In a sting, Howard police sent an undercover officer to her house last January and arrested her.
Britton appeared to be troubled, and her story is complicated as a previous Post article makes clear. But in the article on her suicide, her attorney poses an interesting question.
In a statement yesterday, Flohr said that Britton’s death “underscores an important question: Was the public benefited at all by the resources spent on her arrest and prosecution? As we ponder the apparent senselessness of her passing, we must openly wonder about . . . a criminal justice system that seeks to punish a person rather than heal them.”
Palfrey’s story also made me think of this one, in which a group of nuns find a prostitute for a terminally ill man who wants to have a sexual experience before he dies.
He asked them to help him find a prostitute and – after some hesitation – they did.
Mr Wallis, 22, persuaded them he should be allowed to have a sexual experience before he died. Knowing that he was now unlikley to have one in a loving relationship, he had decided his only alternative was to pay.
The case of Mr Wallis, who has Duchenne Muscular Dystrophy, posed a major moral dilemma for Sister Frances Dominica, the founder of Douglas House hospice in Oxford, and the establishment’s ethics committee.
After seeking advice to ensure they were not acting illegally, the decision was taken to support Mr Wallis, with nurse Chris Bloor helping him to find a suitable woman on disability sites on the Internet.
…Mr Wallis, who lives in Northamptonshire, said he had always hoped that he would experience sex as part of a close relationship.
“I began to accept that this might not happen for me,’ he added.
He said he met the prostitute after his final degree exams last May. “Her train was late, which did not help my nerves.
“She turned out to be intelligent and pleasant woman, attractive, in her late 20s. I guess that she was used to relating to nervous people as she put me at ease. The two hours passed quickly and it was, you may say, satisfactory.
So, my question: Do all of these stories belong in the same category? Does the same morality apply to them all?

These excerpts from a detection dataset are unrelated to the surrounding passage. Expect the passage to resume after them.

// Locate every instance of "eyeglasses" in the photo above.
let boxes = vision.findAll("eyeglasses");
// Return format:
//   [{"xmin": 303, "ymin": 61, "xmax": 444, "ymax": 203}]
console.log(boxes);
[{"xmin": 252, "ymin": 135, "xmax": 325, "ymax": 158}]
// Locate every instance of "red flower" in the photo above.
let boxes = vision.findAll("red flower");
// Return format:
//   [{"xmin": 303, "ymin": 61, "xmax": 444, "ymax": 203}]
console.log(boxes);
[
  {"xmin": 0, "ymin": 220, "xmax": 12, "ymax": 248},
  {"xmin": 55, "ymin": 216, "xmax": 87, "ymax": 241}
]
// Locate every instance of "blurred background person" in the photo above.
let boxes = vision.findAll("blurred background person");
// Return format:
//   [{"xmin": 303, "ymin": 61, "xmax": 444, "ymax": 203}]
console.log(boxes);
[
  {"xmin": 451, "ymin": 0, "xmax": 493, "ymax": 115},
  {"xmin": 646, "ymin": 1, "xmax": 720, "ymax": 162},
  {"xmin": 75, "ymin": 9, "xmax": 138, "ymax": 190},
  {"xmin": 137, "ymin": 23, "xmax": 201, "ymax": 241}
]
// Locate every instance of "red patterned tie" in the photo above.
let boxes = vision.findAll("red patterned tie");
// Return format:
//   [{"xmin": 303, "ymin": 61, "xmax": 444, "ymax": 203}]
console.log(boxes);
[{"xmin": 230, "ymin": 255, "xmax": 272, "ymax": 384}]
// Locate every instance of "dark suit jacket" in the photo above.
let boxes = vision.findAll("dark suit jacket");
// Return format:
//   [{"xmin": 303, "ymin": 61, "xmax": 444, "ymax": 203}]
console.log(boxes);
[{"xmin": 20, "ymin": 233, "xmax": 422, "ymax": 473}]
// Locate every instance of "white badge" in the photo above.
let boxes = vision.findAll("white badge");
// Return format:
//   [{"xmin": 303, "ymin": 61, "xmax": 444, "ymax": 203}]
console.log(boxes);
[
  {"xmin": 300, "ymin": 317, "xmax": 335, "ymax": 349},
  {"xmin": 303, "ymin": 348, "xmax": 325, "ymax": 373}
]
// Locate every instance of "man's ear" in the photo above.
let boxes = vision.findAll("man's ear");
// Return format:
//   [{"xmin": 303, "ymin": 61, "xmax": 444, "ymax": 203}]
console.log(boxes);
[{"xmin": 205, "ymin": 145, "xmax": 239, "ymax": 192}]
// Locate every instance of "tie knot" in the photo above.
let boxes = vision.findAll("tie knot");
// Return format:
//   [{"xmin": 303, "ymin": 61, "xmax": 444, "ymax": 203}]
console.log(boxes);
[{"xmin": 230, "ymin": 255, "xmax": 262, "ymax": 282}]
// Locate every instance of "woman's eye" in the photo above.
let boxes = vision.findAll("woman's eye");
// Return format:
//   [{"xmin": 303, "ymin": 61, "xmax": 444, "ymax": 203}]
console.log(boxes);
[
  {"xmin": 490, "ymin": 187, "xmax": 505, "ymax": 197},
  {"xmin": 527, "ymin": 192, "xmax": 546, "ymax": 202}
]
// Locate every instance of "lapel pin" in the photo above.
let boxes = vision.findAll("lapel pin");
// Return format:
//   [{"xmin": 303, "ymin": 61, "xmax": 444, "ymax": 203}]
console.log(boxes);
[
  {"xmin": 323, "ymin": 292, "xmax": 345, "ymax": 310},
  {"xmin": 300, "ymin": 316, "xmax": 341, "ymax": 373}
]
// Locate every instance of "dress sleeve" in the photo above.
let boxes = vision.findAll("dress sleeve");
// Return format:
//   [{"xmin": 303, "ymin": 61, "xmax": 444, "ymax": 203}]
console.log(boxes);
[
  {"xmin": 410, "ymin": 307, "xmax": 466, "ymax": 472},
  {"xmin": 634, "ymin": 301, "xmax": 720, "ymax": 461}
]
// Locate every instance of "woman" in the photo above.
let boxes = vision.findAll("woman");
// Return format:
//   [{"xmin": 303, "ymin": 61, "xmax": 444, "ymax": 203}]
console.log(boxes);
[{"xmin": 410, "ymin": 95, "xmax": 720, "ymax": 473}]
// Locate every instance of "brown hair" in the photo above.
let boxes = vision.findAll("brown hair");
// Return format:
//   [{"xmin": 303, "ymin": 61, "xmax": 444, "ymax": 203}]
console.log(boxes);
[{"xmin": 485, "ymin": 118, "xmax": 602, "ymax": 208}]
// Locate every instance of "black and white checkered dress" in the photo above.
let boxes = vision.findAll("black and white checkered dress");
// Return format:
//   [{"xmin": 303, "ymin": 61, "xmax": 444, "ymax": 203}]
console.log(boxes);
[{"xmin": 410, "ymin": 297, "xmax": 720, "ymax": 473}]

In Britton’s case — whatever her other problems may have been — if she did indeed engage in prostitution, she would appear to have done it of her own volition.
In Mr. Wallis’ case, even the nuns didn’t see anything wrong with helping him acquire (can’t find a better word for it) the services of a prostitute who was willing to do the job. There’s no indication that the young woman was anything other than willing. And Wallis was probably not far from the truth in reasoning that his chances of having the experience he desired through more customary channels were as slim as he time was short. So, if that’s literally his dying wish, why shouldn’t he have it, especially if he’s unlikely to get it some other way.
But what about the women who fall into the clutches of someone like Rodriguez, and find themselves forced into a life they didn’t seek and don’t want, kept in poverty, beaten and intimidated in order to keep them trapped in that life? Or young women who run away from home and are enticed into prostitution? Or women and children who are abducted and forced into sex work?
Even if the stories like Palfrey’s, Britton’s and Wallis’ don’t involve violence, coercion or any of the factors mentioned above, do they still make possible stories like what allegedly happened to the women Rodriguez duped, trapped, and sold?
Or how about the British woman who pimped out girls as young as 12, after luring them with clothes and gifts and then getting them addicted to crack?
Fiona Walsh, 32, groomed them with clothes and other gifts before introducing them to Class A drugs.
Once they were addicted, she began offering them to customers at her home or in the streets, Inner London Crown Court was told.
Walsh, from Kilburn, west London, pleaded guilty to four counts of child prostitution and supplying drugs.
…Police believe up to five girls may have fallen into her clutches, all of whom ending up running away from home for up to two years.
One is undergoing psychiatric treatment.
Are they all part of the same story?